Roland Chlapowski And what is especially perverse about all this is that it creates a amplified feedback effect that furthur promotes low density development. The decreasing density caused by policies that promote the automobile make cars even more necessary for people to move around!
JK: Actually it is because autos are less costly, more comfortable, more convenient and safer than rail. They are probably safer than buses if you don’t drink and drive.
We are not a third world country - we can pay extra for comfort and convince. We willing pay extra to NOT wait in the cold rain next to a drug deal for a ride, standing up, to work.

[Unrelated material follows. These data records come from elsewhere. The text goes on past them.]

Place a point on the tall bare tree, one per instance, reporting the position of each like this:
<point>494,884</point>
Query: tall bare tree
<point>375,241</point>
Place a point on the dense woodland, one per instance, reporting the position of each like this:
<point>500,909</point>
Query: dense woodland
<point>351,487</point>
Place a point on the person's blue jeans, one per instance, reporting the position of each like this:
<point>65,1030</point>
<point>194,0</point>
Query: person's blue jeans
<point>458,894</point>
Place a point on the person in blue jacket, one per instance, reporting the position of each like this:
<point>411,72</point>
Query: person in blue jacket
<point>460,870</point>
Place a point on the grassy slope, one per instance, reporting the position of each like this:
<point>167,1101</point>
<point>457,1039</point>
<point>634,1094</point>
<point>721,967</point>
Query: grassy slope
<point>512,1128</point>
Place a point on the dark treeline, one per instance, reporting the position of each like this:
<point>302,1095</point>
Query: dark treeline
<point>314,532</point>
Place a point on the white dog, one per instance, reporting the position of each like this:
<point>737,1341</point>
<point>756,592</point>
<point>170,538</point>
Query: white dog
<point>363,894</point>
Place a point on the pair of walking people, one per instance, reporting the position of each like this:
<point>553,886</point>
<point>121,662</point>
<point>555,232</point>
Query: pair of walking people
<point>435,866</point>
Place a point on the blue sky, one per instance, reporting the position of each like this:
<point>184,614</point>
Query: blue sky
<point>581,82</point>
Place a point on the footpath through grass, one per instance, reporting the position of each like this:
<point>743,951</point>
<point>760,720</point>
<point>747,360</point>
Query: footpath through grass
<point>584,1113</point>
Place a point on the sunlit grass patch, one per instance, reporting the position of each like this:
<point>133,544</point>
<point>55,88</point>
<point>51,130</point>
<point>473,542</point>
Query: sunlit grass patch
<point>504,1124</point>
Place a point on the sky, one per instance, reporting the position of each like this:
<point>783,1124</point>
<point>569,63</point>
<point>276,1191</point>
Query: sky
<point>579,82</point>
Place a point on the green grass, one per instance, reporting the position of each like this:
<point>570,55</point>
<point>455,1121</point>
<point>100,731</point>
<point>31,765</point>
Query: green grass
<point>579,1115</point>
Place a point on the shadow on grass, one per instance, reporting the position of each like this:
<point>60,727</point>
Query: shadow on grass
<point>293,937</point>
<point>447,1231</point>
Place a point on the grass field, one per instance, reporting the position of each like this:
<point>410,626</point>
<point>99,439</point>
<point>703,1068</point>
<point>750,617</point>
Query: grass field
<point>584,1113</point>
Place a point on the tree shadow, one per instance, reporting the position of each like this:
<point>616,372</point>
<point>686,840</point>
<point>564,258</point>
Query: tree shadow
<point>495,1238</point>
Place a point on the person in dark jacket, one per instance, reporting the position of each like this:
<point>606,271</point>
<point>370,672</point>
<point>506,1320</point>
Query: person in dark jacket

Why do Portland’s planners have trouble understanding this.
Roland Chlapowski Without having a true choice of transportation options-or by not accurately reflecting the costs of those choices, as happens with the automobile- you cannot say anything meaningful about people's true preferences.
JK: One little inconvenient truth: Trimet gets under 20% of its revenue from users. If users had to pay their real cost that $1.95 all zone ticket would cost $9.75. That should explain why transit was fading compared to autos before government starting pouring millions into it. Please pause here and reflect on these numbers - they have meaning.
Roland Chlapowski True to form, conservatives HATE government intervention and subsidies, unless they are subsidies and interventions that they like and (usually) personally benefit from - a la auto subsidies, corporate welfare, Halliburton contracts, stopping boys from kissing and Terry Schiavo.
JK: The conservatives that I know dislike subsidies to any one (except the truly needy), including corporate welfare, but Portland’s liberals sure like feeding Millions of dollars into Homer’s money holes and to transit that cannot exist without massive subsidies.
What does Terry Schiavo or boys kissing have to do with transportation? Why should either even be mentioned on a government policy blog? The true conservative position is that these subjects should not be of any concern to government. BTW that is the position of both Cascade Policy and the Libertarian party. I suggest you take a look at both.